Amphenol Corporation to buy Carlisle Interconnect for $2 billion

Amphenol Corporation, a global leader in high-tech interconnect, antenna and sensor solutions, has agreed to acquire Carlisle Interconnect Technologies (CIT), a major supplier of harsh environment interconnect solutions, for $2.025 billion in cash.

The deal, which is expected to close by the end of June 2024, will expand Amphenol’s product portfolio and customer base in the commercial air, defense and industrial markets. Carlisle Interconnect is projected to have $900 million in sales and 20% in adjusted EBITDA margin in 2024.

The acquisition will be financed with cash and existing credit facilities and will boost Amphenol’s earnings per share in the first year, excluding acquisition-related costs. The transaction is subject to regulatory approvals and other customary closing conditions.

“We are excited to welcome CIT’s approximately 6,000 talented employees to the Amphenol family,” said Amphenol President and Chief Executive Officer, R. Adam Norwitt.

“CIT’s highly engineered harsh environment interconnect solutions will allow us to deliver a more comprehensive technology solution for the increasingly complex applications of our customers in harsh environment markets. We look forward to benefiting from this enhanced position with these important customers in the commercial air, defense and industrial markets long into the future.

In addition, we are excited by the possibilities created through the combination of Amphenol’s strong operating discipline and CIT’s advanced capabilities. We look forward to working together with CIT’s experienced management team to drive superior operating performance for the business as part of Amphenol. The addition of CIT represents another step forward for our long-term and successful acquisition program, which we believe will continue to create value for the Company long into the future.”

Chris Koch, Chair, President and Chief Executive Officer Carlisle, said “The sale of Carlisle Interconnect Technologies aligns with our Vision 2030 strategy and represents a significant milestone in our strategic pivot from a diversified industrial portfolio of businesses to a premier pure play building products company.

As we complete this strategic shift, we look forward to executing our commitment in Vision 2030 to delivering over $40 of adjusted EPS through our innovative building envelope products and solutions. We are confident that our focus on building envelope solutions will allow our shareholders to benefit from mega trends around energy efficiency, labor savings and the re-roofing cycle and capitalize on the industry-leading returns provided by our streamlined portfolio.

The profitable growth and superior returns that we have demonstrated since 2018 are largely attributable to our strategic pivot and highly accretive capital allocation methodology. We are further strengthening our capital foundation with the expected proceeds from the sale of Carlisle Interconnect Technologies.

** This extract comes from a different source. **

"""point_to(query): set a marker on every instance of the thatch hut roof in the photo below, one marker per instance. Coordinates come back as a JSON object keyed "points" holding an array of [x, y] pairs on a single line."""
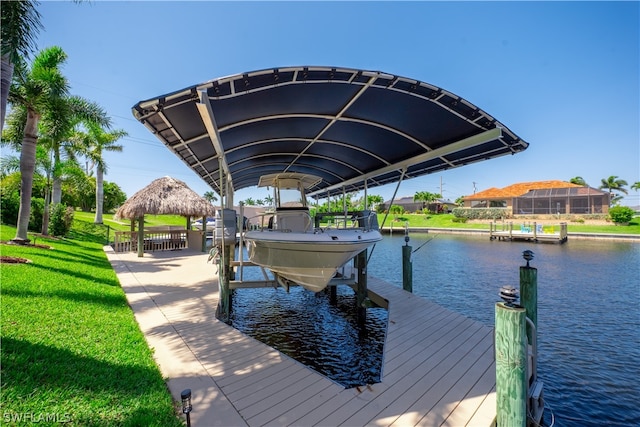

When combined with our 15%+ free cash flow margin expected to continue through 2024 and beyond, this heightened financial strength affords us substantial flexibility to effectively execute our share repurchase program, pursue strategic building product acquisitions and other high-returning capital allocation priorities.”

Evercore is serving as Amphenol’s financial advisor for the transaction and Latham & Watkins, LLP is acting as its legal advisor.